Climacteric. 2019 Oct 28:1-7. doi: 10.1080/13697137.2019.1679113. [Epub ahead of print]
Estrogen has been known for a long time to be a trigger on auto-immunity and may influence the course of lupus. Women experiencing systemic lupus are at high risk for premature ovarian insufficiency if using cyclophosphamide, of osteoporosis, arterial ischemic diseases and venous thrombosis at young age. In about 30% of them, an antiphospholipid/anticoagulant antibody can occur which is associated with very high risk of thrombosis. However, the severity of the disease may vary and some women with lupus could benefit from a menopausal hormone therapy (MHT). As a consequence, management of menopause symptoms needs to evaluate carefully the condition of the patient, her lupus history and cardiovascular risk. We will describe the effect of lupus on menopause, of menopause on lupus and report in detail the literature available on MHT and the risk of lupus or the risk of flares in women with lupus. Some other options than MHT for the management of climacteric symptoms will be discussed.
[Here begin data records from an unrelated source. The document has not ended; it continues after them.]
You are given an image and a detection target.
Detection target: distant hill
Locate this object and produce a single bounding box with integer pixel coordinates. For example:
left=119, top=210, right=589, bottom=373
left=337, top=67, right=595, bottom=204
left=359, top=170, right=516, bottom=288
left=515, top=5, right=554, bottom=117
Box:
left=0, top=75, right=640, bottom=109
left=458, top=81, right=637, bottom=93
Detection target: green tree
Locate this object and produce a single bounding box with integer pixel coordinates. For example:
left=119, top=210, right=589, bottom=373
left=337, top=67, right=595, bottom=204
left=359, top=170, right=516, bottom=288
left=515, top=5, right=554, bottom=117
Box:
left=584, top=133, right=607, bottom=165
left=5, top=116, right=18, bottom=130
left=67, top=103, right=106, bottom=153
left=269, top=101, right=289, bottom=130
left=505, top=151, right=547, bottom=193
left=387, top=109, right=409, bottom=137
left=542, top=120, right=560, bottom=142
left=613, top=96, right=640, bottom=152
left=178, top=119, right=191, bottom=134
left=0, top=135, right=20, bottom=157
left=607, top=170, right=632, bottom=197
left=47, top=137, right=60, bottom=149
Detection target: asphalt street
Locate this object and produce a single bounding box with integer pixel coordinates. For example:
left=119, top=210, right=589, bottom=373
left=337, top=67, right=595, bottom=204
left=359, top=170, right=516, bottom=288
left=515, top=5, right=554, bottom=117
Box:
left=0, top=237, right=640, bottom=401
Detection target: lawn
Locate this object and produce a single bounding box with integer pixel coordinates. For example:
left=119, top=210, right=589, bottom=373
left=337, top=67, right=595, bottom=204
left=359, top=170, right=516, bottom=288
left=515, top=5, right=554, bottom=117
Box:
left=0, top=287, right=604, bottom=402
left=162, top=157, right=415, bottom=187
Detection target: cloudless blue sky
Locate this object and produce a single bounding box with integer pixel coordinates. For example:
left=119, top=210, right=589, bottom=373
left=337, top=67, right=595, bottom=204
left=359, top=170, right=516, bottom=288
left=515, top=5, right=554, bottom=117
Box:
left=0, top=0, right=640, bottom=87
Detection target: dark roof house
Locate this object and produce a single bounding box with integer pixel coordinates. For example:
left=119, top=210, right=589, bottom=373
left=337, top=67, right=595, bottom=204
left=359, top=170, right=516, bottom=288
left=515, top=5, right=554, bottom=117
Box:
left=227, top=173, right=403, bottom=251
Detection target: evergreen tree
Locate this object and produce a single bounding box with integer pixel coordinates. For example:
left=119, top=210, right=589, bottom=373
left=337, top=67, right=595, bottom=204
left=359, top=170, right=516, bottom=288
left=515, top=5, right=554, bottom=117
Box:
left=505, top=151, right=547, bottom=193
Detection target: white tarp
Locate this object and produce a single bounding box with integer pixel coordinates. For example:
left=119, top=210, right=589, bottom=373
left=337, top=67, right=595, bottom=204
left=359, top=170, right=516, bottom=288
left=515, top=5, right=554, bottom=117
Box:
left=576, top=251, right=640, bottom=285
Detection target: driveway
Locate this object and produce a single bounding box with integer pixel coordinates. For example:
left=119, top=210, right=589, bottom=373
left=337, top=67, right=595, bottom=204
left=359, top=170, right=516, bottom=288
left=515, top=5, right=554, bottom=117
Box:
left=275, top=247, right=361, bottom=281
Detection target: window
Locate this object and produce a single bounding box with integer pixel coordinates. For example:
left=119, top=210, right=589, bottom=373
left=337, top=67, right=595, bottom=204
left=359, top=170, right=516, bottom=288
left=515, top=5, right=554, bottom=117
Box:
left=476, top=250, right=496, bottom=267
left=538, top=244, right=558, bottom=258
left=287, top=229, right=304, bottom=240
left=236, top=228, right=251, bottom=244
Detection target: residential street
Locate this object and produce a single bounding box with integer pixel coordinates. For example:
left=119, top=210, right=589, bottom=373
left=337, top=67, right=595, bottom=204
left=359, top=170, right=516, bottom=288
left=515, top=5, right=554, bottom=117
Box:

Conclusions Despite the fact that women with SLE are at higher risk of POI, c-v events and osteoporosis at young age, those women are not always good candidates for MHT. Thirty percent of them may carry an APLs which can be extremely deleterious with the risk of arterial and VTE. A careful evaluation of the condition of the woman in conjunction with the expert involved in its follow-up will help to discriminate which one can benefit from MHT. If indicated, transdermal E2 at low dose combined with P or dydrogesterone can be used. Close monitoring of lupus activity is then recommended. P can alleviate climacteric symptoms and sleep disorders and can be combined with topical estrogens which are not contraindicated even in women with APLs. Non-hormonal alternatives can always be used.